Os contratualistas afirmam que
a arbitragem não pode ser entendida como de natureza pública, porque sua
sentença, em verdade, é corolário do que foi anteriormente pactuado, pois o
Estado não tem sobre esta ingerência, o que as partes acordaram, desde que
esteja dentro dos ditames legais. A atribuição do árbitro para decidir, nada
mais seria, do de dar cumprimento ao contratado.
Seguindo a linha exposta, os
privatistas se apegam ao fato de que a sentença não tem força coercitiva
autônoma, isto é, se a parte desfavorecida pela sentença se recusar a cumpri-la
é necessária a busca pelo judiciário para seu cumprimento.

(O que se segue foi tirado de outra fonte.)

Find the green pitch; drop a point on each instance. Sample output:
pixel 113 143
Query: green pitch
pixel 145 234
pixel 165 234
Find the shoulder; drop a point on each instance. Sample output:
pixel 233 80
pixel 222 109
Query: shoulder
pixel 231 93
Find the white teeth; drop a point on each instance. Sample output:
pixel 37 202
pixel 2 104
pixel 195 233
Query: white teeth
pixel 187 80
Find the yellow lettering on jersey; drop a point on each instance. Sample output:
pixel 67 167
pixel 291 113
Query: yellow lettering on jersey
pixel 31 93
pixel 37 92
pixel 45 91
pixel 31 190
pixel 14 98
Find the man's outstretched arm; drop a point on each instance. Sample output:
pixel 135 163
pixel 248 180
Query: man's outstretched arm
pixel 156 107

Não existe fase de
execução de sentença, mas somente a sua prolação e entrega às partes.
Quanto à qualidade da decisão
arbitral, o árbitro escolhido estaria sempre tecnicamente mais bem preparado do
que o juiz de investidura, pois possuiria conhecimento específico e apurado em
sua respectiva área de formação, o que, em tese, dispensaria auxílio técnico ou
pericial em geral.
Cumpre lembrar que, para cada
caso levado à arbitragem, é possível que haja regularmente árbitros
especialistas no assunto em litígio, cabendo somente às partes decidirem se
querem quaisquer deles.
Além do que foi dito, a
arbitragem tem natureza privada pelo fato do árbitro não possuir a investidura
dos juízes togados. Logo, não sendo membro do Poder Judiciário, jamais sua
função teria caráter público, uma vez que a entrada na esfera arbitral desde o
pacto contratual estipulado pelas partes, seja por cláusula compromissória,
seja por compromisso arbitral, reflete a hegemonia da autonomia da vontade em
sua forma mais primitiva.
De fato, os argumentos
privatistas perderam espaço com a Lei 9.307/1996, a qual teria adotado, aparentemente,
a teoria jurisdicional da arbitragem. Pois, antes do referido diploma legal,
essa teoria era mais latente pelo fato
da sentença arbitral se aperfeiçoar através de sua homologação pelo Poder
Judiciário, e ainda assim havia vozes a sustentar a natureza jurisdicional da
arbitragem.
Muitos doutrinadores e
defensores da teoria sustentam que a arbitragem continua marcada pela autonomia
da vontade, na fase antecedente, pelo contrato, e na consequente, pela solução
adequada do conflito, no limite do que fora contratado.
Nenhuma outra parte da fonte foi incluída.